A couple of other "make-do" ideas including using "chip clips", you know for closing potato chip bags, the large-size paper clips for lighter things, and large safety pins, pinned to the edges of the garment and then clipped shut over the line. 

I've also hung clothes inside over curtain rods, shower rods, chair backs, dresser handles, etc., but using hangers. Guess those won't work for you, sorry, but you could drape shirts over the backs of chairs and hang jeans over a shower rod and other things over the tops of doors, cabinets, etc.

I've had to "make do" a few times myself, lol. Good luck!


----------



## oakridgewi (Dec 12, 2006)

If you have something to makeshift a line but still no pins, you could run a double line, twisted lightly together and hang clothes by inserting between the twists?
sy


----------



## wyld thang (Nov 16, 2005)

I think you can make some clothespins with pieces of sticks, split them down the middle the bit. Some wood would be better than others. Or split them all the way and wrap rubber bands around the end. or string. I really like using drying racks though, you can put them anywhere all year round. I put heavy stuff like jeans and blankets rugs and sleeping bags on the deck rail.


----------



## Danaus29 (Sep 12, 2005)

I found some really nice bamboo spring type clothespins at Meijer. Made in China but I'm pretty sure all that type of bamboo is grown in China. I have a series of 8 foot tall t-posts set in the ground (9 posts total) with 3 for each line, posts placed about 30 feet apart. I got the line (yes a cheap synthetic line but it was made in the US and it was woven line, not the single plastic never stop stretching line) and wrapped and tied it around the top of each post. I have a large capacity washer and can dry 4 loads of laundry a day in the heat and dryness of late summer.

Any time you have 7 kids and a broken dryer it is an emergency. You posted in the right place.


----------



## PATRICE IN IL (Mar 25, 2003)

I've been know to button the waistband button around the line and use a large paper clip bent into a hook, slipped through a beltloop, to hang up pants on a line.


----------



## secretcreek (Jan 24, 2010)

Nico DeMouse said:


> You know, I just hang wash on hangers from the exposed piping in my basement. I've also hung wash on hangers from the shower bar in the bathroom and from the molding around door frames...if you're looking for a quick, cheap stop gap solution any of these would work.


Yep, works best for me to hang "non stretch out of shape" wet clothes indoors in the winter though as they evaporate quickly in a dry house. I use hangers with swivel hooks and hang clothes outside all the time- it keeps the item from catching wind and swirling off of the line/hook/ nail/ railing/etc...

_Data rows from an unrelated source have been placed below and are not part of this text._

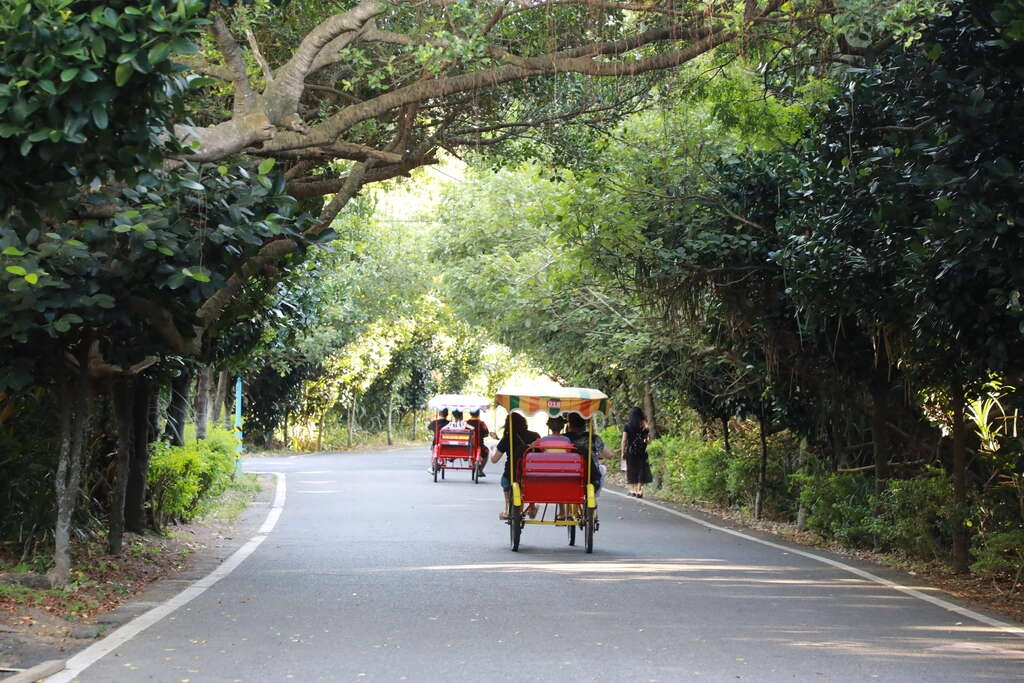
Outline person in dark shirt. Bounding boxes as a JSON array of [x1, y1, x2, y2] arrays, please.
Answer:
[[490, 413, 540, 519], [425, 408, 449, 474], [465, 408, 491, 478], [564, 412, 612, 493], [620, 406, 651, 498]]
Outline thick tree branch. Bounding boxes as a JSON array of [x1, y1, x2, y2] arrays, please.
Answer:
[[209, 14, 257, 117]]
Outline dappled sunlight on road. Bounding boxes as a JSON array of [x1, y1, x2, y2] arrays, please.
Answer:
[[401, 558, 782, 576], [762, 635, 1024, 661]]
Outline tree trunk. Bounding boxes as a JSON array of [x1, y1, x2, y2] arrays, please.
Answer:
[[51, 361, 91, 588], [347, 403, 355, 449], [125, 377, 155, 534], [223, 373, 234, 430], [411, 409, 418, 441], [721, 417, 732, 456], [754, 412, 768, 521], [950, 380, 970, 574], [316, 411, 325, 452], [795, 438, 808, 532], [868, 378, 892, 552], [163, 368, 192, 446], [643, 380, 656, 439], [283, 408, 290, 449], [195, 365, 212, 440], [386, 392, 394, 446], [213, 369, 228, 427], [108, 376, 136, 554]]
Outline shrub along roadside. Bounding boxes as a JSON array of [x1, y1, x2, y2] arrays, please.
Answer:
[[646, 425, 1023, 589], [147, 428, 239, 531]]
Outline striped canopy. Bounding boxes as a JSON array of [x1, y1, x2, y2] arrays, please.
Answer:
[[494, 386, 609, 419], [426, 394, 491, 412]]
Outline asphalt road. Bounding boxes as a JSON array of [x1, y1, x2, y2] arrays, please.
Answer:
[[47, 446, 1024, 682]]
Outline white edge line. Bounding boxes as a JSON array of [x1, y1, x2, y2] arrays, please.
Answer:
[[45, 472, 287, 682], [607, 489, 1024, 639]]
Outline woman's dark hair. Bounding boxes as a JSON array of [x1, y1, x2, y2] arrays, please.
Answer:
[[546, 415, 566, 433], [626, 406, 646, 432], [566, 412, 586, 432], [503, 412, 528, 434]]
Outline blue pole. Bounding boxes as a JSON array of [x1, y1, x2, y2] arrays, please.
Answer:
[[234, 377, 243, 472]]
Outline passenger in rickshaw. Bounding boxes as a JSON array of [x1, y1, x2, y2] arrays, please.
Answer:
[[448, 409, 467, 429], [546, 415, 567, 435], [425, 408, 449, 474], [545, 415, 571, 519], [466, 408, 491, 478], [564, 412, 612, 493], [490, 413, 540, 520], [426, 408, 449, 444]]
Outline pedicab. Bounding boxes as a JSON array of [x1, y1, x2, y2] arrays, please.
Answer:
[[426, 394, 491, 483], [493, 387, 609, 553]]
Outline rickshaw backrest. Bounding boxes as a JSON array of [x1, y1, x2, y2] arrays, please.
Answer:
[[438, 427, 474, 450], [521, 436, 583, 477], [519, 436, 585, 502]]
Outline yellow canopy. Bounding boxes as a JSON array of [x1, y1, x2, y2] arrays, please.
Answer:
[[494, 386, 609, 419]]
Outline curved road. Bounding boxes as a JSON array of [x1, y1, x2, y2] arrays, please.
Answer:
[[48, 447, 1023, 682]]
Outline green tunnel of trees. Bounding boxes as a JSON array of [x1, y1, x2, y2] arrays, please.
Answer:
[[1, 0, 1022, 588]]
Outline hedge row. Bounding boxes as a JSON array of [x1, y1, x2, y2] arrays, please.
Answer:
[[147, 427, 238, 529]]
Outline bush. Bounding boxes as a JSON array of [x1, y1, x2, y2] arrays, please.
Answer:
[[875, 470, 956, 561], [799, 471, 877, 548], [147, 428, 237, 529], [0, 390, 60, 554], [649, 435, 733, 505], [971, 528, 1024, 584]]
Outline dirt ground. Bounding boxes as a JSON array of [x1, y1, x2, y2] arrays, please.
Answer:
[[1, 471, 1021, 680]]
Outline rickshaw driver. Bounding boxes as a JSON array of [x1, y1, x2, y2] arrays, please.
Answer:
[[425, 408, 449, 474], [490, 413, 541, 520], [466, 408, 490, 478], [564, 412, 613, 493]]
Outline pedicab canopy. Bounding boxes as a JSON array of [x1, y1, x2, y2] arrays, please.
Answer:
[[426, 394, 491, 413], [494, 386, 609, 419]]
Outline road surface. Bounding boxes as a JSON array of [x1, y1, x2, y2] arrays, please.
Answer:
[[47, 446, 1024, 682]]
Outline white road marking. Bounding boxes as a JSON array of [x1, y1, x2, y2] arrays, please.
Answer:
[[45, 472, 288, 682], [610, 490, 1024, 640]]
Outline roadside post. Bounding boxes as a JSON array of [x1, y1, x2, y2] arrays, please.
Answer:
[[234, 376, 243, 474]]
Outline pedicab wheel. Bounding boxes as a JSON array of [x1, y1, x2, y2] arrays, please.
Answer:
[[510, 505, 522, 551], [567, 519, 576, 546], [432, 461, 438, 483], [471, 462, 479, 484], [584, 507, 595, 553]]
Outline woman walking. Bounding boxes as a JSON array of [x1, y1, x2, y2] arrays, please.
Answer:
[[620, 406, 651, 498]]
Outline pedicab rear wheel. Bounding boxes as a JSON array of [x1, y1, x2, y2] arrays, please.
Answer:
[[584, 506, 595, 553], [510, 505, 522, 551]]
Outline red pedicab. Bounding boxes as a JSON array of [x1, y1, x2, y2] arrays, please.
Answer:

*(old extension cord, cordage, new electric fence wire, wiped clean old cat 5 cable wire that's no good, ...and call a neighbor and borrow some pins? )

With 7 children...you are probably not talking about small loads to hang up...
-scrt crk


----------



## Shrarvrs88 (May 8, 2010)

You know the Little House on the Prairie series? Well, a Trilogy was done about Ma as a young girl. They laid their wash out in the grass.


----------



## Shrarvrs88 (May 8, 2010)

Pelenaka said:


> You might want to look into a guard dog or trip wires placed near your dirty clothes hamper or washing machine. Sounds like you are having a R.R. -reverse robbery which is when theives bring items instead of stealing.
> I've been trying to catch the ones who visit my cellar for years they main strike around the same time that my children clean their bedrooms.
> 
> 
> ~~ pelenaka ~~


Haha Loved this!


----------



## used2bcool13 (Sep 24, 2007)

In doors I have a long bungee cord that has hooks on each end, maybe you have a bungee cord around?

I use it inside for light items, but you could "hook" one up anywhere.


----------



## LonelyNorthwind (Mar 6, 2010)

Wow, I have enough clothes pins for now but you guys have some great ideas for emergencies! I like that photo too. Funny how the simple tasks become treasured memories. That is one of 8 grandson's who live in Wash. state. They take turns 2 or 3 at a time rotating all summer. All but 2 are teenagers already.
I had to come back to this thread to tell you today was clear, bright and cold. I had enough water to wash whites and hung them outside to dry all day. So delicious to bury your face in a basketfull of sunshine!


----------



## Tdw1762 (Oct 18, 2010)

Parachute cord makes good clothesline. It is very strong and doesn't stretch much and won't rot. You can buy online or at a military surplus store. The real stuff is called 550 cord or 550 paracord. It has seven smaller strands in side. It's not real cheap hut is good stuff to have around. Has very many uses. Most survivalist recommend having around. Especially in a pack if you are a hunter or hiker etc...


----------



## Cheryl in SD (Apr 22, 2005)

How about posting to Freecycle or craigs list for clothes pins, wooden racks & line? JAT


----------